Thought I'd give a little spin-off of the Civility thread.
(my personal views; take it or leave it, it's all fine.)
Not knowing what you don't know is one of the biggest dangers of the college admission journey. The object is to identify the unknown unknowns and convert them to known unknowns - in an attempt to make better decisions.
The board is very adept at alerting posters to both the known unknowns and the unknown unknowns. Also, the board has a way of flushing out a poster's knowledge base - because it's best to understand the motives, rationale and reasoning of a poster so YOU can assign whatever weight YOU deem appropriate. (As with many areas in life, adding experience and knowledge can expose unknown variables and put a decision on sounder, more rational footing; conversely ignoring experience and advice makes the underpinnings of a decision less based on knowledge and more based on intuition/gut.)
College admission - especially for athletes - is a jigsaw puzzle. Lots of moving pieces, lots to remember, lots to forget, lots to ignore. But above all, the pieces all interact and changing one changes more.
I am not picking on 2020, who is clearly involved, dedicated, and enjoying those long car rides (btw, those rides were the best and worst of times), but he wrote something and I thought I'd use an example in our life of an unknown unknown which turned into a known unknown in the college admission process dealing with financial aid. (A 25% athletic scholarship to a 60k school still leaves a huge shortfall.)

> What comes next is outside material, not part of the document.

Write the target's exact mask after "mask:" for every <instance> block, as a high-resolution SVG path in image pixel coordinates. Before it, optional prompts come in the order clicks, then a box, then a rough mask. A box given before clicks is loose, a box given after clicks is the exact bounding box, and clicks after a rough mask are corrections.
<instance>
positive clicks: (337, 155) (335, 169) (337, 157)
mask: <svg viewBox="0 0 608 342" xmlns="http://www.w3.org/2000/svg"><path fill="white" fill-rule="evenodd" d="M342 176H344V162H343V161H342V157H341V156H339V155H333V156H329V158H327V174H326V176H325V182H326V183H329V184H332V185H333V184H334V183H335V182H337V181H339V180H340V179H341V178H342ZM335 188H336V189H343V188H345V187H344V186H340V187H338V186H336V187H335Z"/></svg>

"I get that some people pay advisors etc. Personally I just don't get that. And I am sure that could provide fodder for an entire thread. I would never pay anyone a dime for advice on how to go through a recruiting journey."

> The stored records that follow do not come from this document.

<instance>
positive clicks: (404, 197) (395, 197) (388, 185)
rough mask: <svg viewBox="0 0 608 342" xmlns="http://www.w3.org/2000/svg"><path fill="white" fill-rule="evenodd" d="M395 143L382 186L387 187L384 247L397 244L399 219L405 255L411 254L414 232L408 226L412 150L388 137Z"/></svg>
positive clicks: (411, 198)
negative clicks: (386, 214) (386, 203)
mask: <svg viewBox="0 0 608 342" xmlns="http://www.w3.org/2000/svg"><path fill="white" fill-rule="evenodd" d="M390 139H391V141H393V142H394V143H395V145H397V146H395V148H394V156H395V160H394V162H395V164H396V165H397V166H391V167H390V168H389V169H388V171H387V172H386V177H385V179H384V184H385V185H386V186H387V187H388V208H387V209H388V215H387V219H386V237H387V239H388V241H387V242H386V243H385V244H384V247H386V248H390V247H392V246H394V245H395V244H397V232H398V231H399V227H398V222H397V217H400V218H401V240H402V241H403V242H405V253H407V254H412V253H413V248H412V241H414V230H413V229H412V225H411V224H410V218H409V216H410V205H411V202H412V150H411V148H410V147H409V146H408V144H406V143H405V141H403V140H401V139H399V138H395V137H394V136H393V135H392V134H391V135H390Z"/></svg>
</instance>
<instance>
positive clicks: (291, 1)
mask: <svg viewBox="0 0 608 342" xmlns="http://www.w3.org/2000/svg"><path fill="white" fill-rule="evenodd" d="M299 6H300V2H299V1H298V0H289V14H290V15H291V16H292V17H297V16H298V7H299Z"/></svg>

First, I understand that sentiment; I've been burned by too many "experts" taking our money over the years who were not experts (mechanics, coaches, interior designers, etc.). But, it's important to know that that is the poster's personal philosophy.
Second, that sentiment would have cost my family over 125k in college expenses.
How? By understanding the college financial aid system - though advice and knowledge of those who had come before.
We were regular readers of College Confidential (analogous to this board) and thought we had a decent handle on the admission process, but the colleges we were contemplating were non-scholarship (either academic or athletic) and expensive. The calculators for these schools showed we would be full pay - but we are owners of a small family business has ebbs and flows in its income - some years we were flush, others not so much.
CI vets urged finding a college financial consultant (we had never heard of such a thing, and my initial reaction was skepticism). So, we hired a financial college consultant for a few hours and learned that we could take our lemon (inconsistent cash flow and reinvestment) and turn it into lemonade by using legal, well-understood biz decisions. One kicker - those needed to be completed by the end of son's junior year ('cause that's the tax year the FA award is based upon) but which needed to be planned a year earlier (so, during soph year). Sure, we would have figured it out - in son's senior year - too late to take any action. As a direct result, our base year income gave us FA (grants) - all because an Internet board had members who continued to post even after their kids had made it to college and enjoyed doling out advice (and insults for the naive - of which I was one) which could be taken (or ignored) at the reader's option.
College admissions - particularly for athletes - is a messy process; to believe you have a handle on all the intracacies is folly - and the person who pays for this folly is the one we all seek to help.